I have only a single machine and want to run spark jobs with mesos cluster mode. It might make more sense to run with a cluster of nodes, but I mainly want to test out mesos first to check if it's able to utilize resources more efficiently (run multiple spark jobs at the same time without static partitioning). I have tried a number of ways but without success. Here is what I did:
Build mesos and run both mesos master and slaves (2 slaves in same machines).
sudo ./bin/mesos-master.sh --ip=127.0.0.1 --work_dir=/var/lib/mesos sudo ./bin/mesos-slave.sh --master=127.0.0.1:5050 --port=5051 --work_dir=/tmp/mesos1 sudo ./bin/mesos-slave.sh --master=127.0.0.1:5050 --port=5052 --work_dir=/tmp/mesos2
Run the spark-mesos-dispatcher
sudo ./sbin/start-mesos-dispatcher.sh --master mesos://localhost:5050
The submit the app with dispatcher as master url.
spark-submit --master mesos://localhost:7077 <other-config> <jar file>
But it doesnt work:
E0925 17:30:30.158846 807608320 socket.hpp:174] Shutdown failed on fd=61: Socket is not connected [57]
E0925 17:30:30.159545 807608320 socket.hpp:174] Shutdown failed on fd=62: Socket is not connected [57]

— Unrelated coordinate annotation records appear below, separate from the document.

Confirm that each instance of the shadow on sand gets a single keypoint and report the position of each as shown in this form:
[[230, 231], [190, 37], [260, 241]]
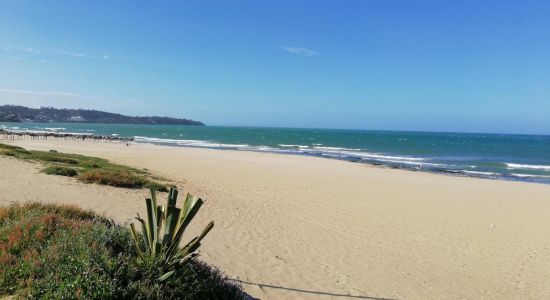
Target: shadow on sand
[[348, 296]]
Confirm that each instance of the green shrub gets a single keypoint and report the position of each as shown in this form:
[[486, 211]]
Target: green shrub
[[114, 178], [60, 170], [152, 245], [62, 252], [91, 169], [155, 186], [119, 179]]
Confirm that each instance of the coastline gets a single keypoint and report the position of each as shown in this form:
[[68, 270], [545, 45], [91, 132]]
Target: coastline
[[515, 171], [330, 227]]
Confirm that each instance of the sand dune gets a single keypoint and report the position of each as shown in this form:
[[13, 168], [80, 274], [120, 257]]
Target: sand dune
[[294, 227]]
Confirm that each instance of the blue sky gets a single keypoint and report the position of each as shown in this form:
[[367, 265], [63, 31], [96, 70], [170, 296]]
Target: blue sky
[[475, 66]]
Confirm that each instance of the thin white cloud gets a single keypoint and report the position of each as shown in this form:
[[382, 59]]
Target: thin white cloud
[[70, 54], [299, 51], [30, 50], [37, 93]]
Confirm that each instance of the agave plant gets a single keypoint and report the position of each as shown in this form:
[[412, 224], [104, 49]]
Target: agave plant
[[170, 222]]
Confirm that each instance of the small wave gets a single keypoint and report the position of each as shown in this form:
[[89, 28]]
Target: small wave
[[527, 167], [529, 175], [480, 173], [293, 146], [54, 128], [335, 148]]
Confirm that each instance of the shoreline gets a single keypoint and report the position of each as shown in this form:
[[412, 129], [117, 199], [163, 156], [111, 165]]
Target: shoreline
[[459, 173], [409, 166], [301, 227]]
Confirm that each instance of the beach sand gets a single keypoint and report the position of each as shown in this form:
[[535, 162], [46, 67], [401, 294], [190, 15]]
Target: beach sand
[[295, 227]]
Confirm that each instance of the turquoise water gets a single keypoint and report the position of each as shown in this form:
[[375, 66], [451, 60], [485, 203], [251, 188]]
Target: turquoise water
[[499, 156]]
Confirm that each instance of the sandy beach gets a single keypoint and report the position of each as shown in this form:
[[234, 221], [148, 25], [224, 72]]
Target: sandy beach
[[296, 227]]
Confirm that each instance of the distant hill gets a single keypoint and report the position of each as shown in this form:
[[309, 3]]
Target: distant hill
[[15, 113]]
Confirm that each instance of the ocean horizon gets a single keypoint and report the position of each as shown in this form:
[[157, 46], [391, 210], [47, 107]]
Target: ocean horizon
[[520, 157]]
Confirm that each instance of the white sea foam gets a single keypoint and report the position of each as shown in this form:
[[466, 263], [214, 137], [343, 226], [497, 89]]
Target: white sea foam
[[54, 128], [335, 148], [529, 175], [293, 146], [527, 167], [480, 173]]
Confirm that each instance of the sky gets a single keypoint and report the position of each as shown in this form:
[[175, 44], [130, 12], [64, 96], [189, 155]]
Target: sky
[[465, 66]]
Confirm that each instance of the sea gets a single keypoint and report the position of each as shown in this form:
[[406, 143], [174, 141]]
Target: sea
[[495, 156]]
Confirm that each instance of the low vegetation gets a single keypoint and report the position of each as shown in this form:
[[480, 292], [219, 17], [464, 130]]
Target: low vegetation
[[62, 252], [164, 248], [86, 168]]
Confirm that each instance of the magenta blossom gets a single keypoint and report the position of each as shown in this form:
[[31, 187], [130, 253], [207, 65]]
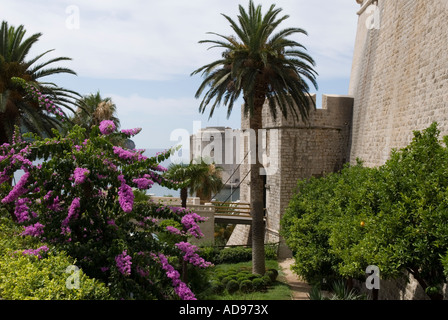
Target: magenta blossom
[[125, 195], [107, 127], [191, 256], [143, 183], [80, 175], [123, 262], [35, 252], [35, 230], [180, 288], [72, 214], [18, 190], [131, 132]]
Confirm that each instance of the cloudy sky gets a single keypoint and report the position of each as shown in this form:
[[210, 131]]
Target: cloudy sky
[[141, 52]]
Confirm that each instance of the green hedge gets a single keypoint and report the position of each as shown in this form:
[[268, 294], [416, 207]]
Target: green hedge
[[393, 216], [235, 254], [24, 277], [28, 277]]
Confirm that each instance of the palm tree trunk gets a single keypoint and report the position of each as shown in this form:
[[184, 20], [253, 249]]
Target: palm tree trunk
[[256, 195], [183, 197]]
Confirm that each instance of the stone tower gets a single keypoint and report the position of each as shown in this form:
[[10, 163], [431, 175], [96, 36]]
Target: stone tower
[[399, 78], [295, 150]]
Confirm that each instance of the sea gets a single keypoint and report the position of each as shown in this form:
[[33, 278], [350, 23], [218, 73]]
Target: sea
[[226, 194]]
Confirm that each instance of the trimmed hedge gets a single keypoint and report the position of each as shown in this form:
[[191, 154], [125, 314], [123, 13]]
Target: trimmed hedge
[[28, 277], [234, 254], [242, 280]]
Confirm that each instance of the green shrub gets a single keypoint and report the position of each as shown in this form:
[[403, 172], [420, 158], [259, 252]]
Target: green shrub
[[216, 287], [234, 255], [228, 278], [393, 216], [272, 274], [246, 286], [232, 286], [24, 277], [258, 284], [266, 280]]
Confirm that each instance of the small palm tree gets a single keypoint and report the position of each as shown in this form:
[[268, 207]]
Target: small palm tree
[[16, 107], [92, 109], [260, 65]]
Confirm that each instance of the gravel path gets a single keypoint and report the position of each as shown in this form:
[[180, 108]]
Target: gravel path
[[299, 288]]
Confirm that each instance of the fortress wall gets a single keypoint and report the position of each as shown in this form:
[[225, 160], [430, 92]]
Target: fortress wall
[[399, 77], [299, 150]]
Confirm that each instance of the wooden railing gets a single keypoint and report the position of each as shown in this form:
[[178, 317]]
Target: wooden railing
[[232, 208]]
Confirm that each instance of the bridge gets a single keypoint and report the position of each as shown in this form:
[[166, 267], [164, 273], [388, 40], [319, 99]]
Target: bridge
[[215, 212], [232, 213]]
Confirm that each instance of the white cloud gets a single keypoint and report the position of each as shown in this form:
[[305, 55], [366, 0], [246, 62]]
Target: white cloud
[[143, 106], [156, 40]]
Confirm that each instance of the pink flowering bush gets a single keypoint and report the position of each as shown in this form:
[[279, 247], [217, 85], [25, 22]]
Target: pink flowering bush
[[80, 200]]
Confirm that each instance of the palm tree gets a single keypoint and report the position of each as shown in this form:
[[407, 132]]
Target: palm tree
[[92, 109], [261, 65], [16, 106], [182, 173], [201, 178]]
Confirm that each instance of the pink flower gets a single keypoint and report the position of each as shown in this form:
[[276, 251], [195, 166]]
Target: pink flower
[[190, 222], [18, 189], [173, 230], [35, 252], [180, 288], [107, 127], [128, 155], [143, 183], [72, 212], [191, 256], [80, 175], [35, 230], [125, 196], [21, 210], [131, 132], [123, 262]]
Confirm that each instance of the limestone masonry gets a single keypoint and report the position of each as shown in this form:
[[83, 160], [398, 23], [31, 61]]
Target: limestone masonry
[[399, 83]]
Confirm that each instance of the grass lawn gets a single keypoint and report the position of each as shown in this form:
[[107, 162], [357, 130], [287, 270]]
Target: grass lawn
[[279, 290]]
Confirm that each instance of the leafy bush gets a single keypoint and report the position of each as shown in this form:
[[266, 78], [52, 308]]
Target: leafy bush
[[81, 199], [272, 274], [246, 286], [393, 216], [232, 286], [25, 277], [234, 254]]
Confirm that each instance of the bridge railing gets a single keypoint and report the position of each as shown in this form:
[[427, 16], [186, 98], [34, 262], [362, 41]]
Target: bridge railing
[[231, 208]]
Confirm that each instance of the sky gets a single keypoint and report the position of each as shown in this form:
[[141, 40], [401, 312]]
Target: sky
[[141, 53]]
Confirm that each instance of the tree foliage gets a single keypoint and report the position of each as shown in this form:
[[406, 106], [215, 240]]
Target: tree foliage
[[393, 216], [76, 193], [17, 106]]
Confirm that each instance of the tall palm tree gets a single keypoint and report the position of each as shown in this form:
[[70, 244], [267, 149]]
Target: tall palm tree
[[16, 106], [261, 65], [92, 109]]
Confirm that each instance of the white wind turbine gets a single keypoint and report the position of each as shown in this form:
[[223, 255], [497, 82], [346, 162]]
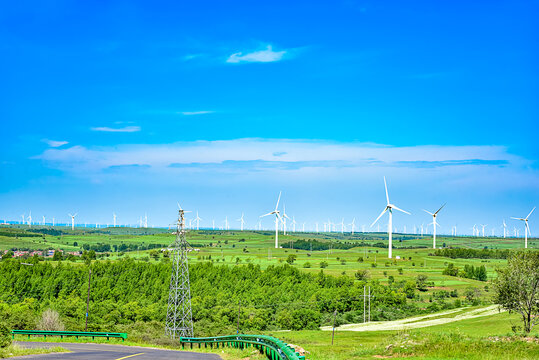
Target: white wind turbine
[[72, 221], [277, 219], [283, 219], [483, 229], [197, 219], [353, 225], [526, 227], [389, 208], [242, 222], [434, 224]]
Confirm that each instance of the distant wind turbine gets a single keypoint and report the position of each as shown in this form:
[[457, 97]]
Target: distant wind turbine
[[434, 224], [242, 222], [389, 208], [72, 221], [276, 212], [526, 227]]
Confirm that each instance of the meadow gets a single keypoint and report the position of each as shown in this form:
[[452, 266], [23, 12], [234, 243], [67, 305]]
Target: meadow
[[346, 254]]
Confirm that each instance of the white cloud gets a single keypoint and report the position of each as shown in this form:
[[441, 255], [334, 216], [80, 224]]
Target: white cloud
[[124, 129], [55, 143], [267, 55], [295, 154], [188, 113]]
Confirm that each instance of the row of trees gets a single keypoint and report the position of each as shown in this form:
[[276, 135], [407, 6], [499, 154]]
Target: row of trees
[[473, 253], [469, 272], [126, 292]]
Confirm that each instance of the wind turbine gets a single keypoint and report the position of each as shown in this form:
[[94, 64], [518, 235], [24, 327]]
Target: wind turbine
[[242, 222], [283, 219], [526, 227], [434, 224], [197, 219], [353, 225], [389, 208], [483, 231], [73, 221], [277, 219]]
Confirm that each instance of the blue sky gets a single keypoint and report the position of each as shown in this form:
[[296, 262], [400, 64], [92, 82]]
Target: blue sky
[[132, 106]]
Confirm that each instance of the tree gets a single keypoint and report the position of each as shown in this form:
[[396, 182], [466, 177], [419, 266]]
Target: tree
[[57, 256], [50, 321], [362, 275], [5, 336], [291, 258], [421, 282], [516, 288]]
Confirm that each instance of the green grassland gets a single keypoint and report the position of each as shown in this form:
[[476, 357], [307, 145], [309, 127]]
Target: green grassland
[[257, 247]]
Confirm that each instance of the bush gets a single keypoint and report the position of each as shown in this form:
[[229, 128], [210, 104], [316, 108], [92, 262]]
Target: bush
[[362, 275], [50, 321], [5, 336]]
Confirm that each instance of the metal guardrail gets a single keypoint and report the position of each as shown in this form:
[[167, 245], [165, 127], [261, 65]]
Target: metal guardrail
[[91, 334], [273, 348]]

If I use spark-submit --deploy-mode cluster, then I got another error message:
Exception in thread "main" org.apache.spark.deploy.rest.SubmitRestConnectionException: Unable to connect to server
It work perfectly if I don't use dispatcher but using mesos master url directly: --master mesos://localhost:5050 (client mode). According to the documentation , cluster mode is not supported for Mesos clusters, but they give another instruction for cluster mode here. So it's kind of confusing? My question is:
- How I can get it works?
- Should I use client mode instead of cluster mode if I submit the app/jar directly from the master node?
- If I have a single computer, should I spawn 1 or more mesos slave processes. Basically, I have a number of spark job and dont want to do static partitioning of resources. But when using mesos without static partitioning, it seems to be much slower?
Thanks.